The Underground [En]: "This life denied me your love" [Review]
Alluring dream pop with undertones of kosmische, shoegaze, library music and sublime orchestral soul.
Laetitia Sadier brings guest vocals (in fact the absolutely wonderful ‘Release from the centre of the heart’ appeared on her last album Something shines although here the main vocal is sung by Tuma’s fellow Italian Matilde Davoli, who also produces most of the album) which guarantees swooning straightaway. There are also notable cameos from Michael Andrews, Populous and Stephen Kaye.
Even apart from all that though, what a gorgeous set of arrangements.
‘Two half moons’, for example, shifts gear midway through from pillows of synths to a glorious string interlude with two step drumbeat.
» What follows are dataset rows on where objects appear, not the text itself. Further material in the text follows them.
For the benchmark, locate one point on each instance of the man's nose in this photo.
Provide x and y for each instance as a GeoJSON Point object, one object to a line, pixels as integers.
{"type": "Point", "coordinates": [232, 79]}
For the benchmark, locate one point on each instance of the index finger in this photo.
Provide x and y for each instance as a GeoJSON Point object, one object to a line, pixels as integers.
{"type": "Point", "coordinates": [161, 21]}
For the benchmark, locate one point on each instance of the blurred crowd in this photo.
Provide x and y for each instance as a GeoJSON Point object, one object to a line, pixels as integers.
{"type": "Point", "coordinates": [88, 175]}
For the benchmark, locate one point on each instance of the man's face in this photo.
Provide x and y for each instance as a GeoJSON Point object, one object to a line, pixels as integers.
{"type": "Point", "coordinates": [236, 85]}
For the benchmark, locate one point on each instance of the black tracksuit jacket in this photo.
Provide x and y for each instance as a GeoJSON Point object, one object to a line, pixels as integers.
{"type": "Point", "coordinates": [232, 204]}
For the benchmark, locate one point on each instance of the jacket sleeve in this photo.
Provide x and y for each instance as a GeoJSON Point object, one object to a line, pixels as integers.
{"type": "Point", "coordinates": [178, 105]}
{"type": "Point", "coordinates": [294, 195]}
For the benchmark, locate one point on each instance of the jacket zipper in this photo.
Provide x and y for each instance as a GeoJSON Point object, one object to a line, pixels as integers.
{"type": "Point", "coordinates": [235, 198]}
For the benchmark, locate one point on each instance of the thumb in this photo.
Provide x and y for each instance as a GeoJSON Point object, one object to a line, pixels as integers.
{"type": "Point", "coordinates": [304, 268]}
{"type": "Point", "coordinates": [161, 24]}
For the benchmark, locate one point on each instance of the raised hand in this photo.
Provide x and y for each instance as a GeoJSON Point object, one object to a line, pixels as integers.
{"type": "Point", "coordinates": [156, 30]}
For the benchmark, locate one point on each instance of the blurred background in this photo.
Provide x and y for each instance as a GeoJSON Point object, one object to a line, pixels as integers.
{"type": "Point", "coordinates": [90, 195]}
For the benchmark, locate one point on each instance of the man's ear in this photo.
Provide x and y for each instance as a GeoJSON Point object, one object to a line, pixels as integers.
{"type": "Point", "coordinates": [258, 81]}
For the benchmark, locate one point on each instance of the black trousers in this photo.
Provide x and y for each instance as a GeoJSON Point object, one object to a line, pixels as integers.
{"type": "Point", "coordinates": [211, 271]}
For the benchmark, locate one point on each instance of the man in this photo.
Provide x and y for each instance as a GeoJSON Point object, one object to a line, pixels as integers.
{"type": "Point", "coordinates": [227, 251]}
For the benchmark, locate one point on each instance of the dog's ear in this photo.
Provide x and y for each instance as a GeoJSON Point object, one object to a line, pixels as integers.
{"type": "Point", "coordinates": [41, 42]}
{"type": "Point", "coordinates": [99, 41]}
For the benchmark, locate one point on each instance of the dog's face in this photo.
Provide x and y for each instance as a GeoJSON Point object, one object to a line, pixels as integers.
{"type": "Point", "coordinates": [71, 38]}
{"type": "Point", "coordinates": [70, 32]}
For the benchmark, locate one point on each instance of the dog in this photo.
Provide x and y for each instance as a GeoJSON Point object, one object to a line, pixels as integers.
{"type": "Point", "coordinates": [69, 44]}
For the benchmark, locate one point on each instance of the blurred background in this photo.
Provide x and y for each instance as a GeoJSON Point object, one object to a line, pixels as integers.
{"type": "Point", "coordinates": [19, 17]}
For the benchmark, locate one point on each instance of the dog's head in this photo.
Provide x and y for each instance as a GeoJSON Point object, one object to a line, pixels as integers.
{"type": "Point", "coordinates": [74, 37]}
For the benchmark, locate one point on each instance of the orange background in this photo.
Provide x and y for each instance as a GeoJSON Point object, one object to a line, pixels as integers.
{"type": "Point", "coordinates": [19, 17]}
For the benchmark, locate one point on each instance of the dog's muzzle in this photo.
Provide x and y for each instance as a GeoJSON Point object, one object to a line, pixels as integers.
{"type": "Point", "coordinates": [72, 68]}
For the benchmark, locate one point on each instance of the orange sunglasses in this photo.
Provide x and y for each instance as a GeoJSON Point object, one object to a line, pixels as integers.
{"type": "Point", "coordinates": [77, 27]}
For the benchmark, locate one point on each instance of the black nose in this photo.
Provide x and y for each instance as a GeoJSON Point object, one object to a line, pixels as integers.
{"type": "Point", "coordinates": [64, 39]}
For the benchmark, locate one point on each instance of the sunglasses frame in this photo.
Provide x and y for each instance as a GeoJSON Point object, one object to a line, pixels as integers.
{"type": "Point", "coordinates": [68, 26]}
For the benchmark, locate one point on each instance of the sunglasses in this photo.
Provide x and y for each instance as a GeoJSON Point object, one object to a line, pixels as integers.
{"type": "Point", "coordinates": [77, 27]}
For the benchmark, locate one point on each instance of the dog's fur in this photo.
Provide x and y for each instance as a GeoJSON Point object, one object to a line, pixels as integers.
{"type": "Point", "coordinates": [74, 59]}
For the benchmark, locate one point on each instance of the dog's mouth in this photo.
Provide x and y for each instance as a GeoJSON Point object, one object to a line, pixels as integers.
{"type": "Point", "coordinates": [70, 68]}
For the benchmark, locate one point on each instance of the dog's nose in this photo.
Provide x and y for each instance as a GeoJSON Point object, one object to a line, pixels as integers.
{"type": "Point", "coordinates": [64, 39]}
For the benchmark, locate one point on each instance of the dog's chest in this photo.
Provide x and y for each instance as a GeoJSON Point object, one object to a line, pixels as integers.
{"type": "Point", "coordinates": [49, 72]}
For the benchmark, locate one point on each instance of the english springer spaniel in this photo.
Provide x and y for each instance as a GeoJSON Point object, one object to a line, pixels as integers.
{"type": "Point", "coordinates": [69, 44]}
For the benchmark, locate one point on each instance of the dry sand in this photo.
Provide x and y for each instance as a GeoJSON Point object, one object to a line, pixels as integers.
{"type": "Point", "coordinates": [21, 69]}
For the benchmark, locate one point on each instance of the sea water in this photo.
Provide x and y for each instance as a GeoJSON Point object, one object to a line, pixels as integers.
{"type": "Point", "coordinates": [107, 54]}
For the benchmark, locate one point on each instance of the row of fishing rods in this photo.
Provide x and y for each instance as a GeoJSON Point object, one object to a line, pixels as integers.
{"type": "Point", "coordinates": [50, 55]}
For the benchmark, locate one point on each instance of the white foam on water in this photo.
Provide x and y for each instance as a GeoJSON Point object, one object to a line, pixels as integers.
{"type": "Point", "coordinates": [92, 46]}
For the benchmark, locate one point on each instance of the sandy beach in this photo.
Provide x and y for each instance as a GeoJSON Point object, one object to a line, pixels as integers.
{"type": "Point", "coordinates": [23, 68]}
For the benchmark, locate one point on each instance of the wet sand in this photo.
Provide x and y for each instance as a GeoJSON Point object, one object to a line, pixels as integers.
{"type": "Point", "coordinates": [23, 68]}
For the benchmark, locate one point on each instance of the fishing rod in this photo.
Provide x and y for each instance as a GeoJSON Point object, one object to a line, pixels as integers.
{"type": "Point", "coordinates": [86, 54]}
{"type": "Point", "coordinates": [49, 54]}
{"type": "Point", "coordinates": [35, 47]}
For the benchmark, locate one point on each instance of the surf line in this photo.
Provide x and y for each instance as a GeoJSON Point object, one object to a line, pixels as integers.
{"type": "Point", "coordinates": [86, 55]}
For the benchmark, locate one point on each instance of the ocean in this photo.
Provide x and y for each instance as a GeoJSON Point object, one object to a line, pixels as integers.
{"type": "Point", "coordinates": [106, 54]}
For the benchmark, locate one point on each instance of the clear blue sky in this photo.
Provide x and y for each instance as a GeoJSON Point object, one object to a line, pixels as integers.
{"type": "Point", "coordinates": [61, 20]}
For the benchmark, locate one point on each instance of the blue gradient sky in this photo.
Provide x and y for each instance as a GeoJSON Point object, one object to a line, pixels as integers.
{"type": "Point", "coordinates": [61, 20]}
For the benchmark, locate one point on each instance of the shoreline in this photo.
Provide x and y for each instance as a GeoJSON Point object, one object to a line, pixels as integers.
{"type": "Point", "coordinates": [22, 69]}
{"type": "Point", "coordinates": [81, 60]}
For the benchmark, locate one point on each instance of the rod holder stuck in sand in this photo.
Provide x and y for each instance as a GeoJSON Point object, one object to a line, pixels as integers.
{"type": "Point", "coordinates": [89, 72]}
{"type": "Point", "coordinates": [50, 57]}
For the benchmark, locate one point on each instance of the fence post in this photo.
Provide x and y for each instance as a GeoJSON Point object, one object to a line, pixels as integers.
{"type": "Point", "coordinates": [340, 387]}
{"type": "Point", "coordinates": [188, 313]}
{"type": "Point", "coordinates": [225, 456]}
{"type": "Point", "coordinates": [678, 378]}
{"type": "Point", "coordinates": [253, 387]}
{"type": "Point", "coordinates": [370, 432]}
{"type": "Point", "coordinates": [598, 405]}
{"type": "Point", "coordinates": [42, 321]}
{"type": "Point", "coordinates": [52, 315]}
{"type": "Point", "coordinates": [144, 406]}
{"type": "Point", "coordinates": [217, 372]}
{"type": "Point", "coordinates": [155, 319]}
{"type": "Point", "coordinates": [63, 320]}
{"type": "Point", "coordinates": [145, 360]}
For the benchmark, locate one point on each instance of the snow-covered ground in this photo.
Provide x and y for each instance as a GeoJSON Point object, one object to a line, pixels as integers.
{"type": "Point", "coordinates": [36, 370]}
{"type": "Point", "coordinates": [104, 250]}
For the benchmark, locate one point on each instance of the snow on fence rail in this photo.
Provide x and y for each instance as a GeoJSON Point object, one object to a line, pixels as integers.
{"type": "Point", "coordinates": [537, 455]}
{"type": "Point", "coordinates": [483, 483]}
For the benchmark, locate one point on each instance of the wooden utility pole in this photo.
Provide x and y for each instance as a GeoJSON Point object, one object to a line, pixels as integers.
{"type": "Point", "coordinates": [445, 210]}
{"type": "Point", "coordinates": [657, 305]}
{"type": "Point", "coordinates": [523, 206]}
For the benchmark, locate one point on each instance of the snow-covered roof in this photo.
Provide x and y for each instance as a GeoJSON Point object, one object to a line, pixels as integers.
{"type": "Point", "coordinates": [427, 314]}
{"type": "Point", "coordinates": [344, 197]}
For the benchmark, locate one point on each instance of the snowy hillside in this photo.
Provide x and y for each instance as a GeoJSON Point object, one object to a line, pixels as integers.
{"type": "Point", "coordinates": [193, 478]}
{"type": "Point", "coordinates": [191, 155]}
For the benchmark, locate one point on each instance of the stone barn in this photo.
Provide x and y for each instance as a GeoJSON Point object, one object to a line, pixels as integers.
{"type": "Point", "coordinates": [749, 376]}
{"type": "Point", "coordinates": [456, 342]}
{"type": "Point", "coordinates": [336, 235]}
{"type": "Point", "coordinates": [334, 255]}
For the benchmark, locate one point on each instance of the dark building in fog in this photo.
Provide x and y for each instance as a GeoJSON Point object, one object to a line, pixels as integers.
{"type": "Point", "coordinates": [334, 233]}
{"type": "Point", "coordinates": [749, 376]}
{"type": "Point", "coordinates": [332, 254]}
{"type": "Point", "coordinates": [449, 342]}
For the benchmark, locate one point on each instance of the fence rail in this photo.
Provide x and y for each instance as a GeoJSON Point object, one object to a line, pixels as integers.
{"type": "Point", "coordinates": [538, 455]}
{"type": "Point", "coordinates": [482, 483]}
‘Maude Hope’ brings to mind The High Llamas at their best with banjo/harpsichord arpeggios, a beguiling chord shift and Sadier’s dream of a voice. Around the edges, synth string and guitar melodies flutter and fall. It’s a song you could lie down in all day.
There’s a curious and lovely hint of subdued bossa nova about ‘Foxes don’t lie’, although through a dream pop haze.
On ‘Mat Matite’ you get a sense of a deep, throbbing orchestral soul – a kind of European variety, maybe more cerebral than an earthier American style.
‘My last tears will be a blue melody’ takes this thread further, a bittersweet symphony (a real one) of reaching synths, plangent piano and pleading vocals which nods serenely in the direction of Van Dyke Parks.
It’s a beautiful album, existing in some kind of heartfelt half-dream and ultimately very moving.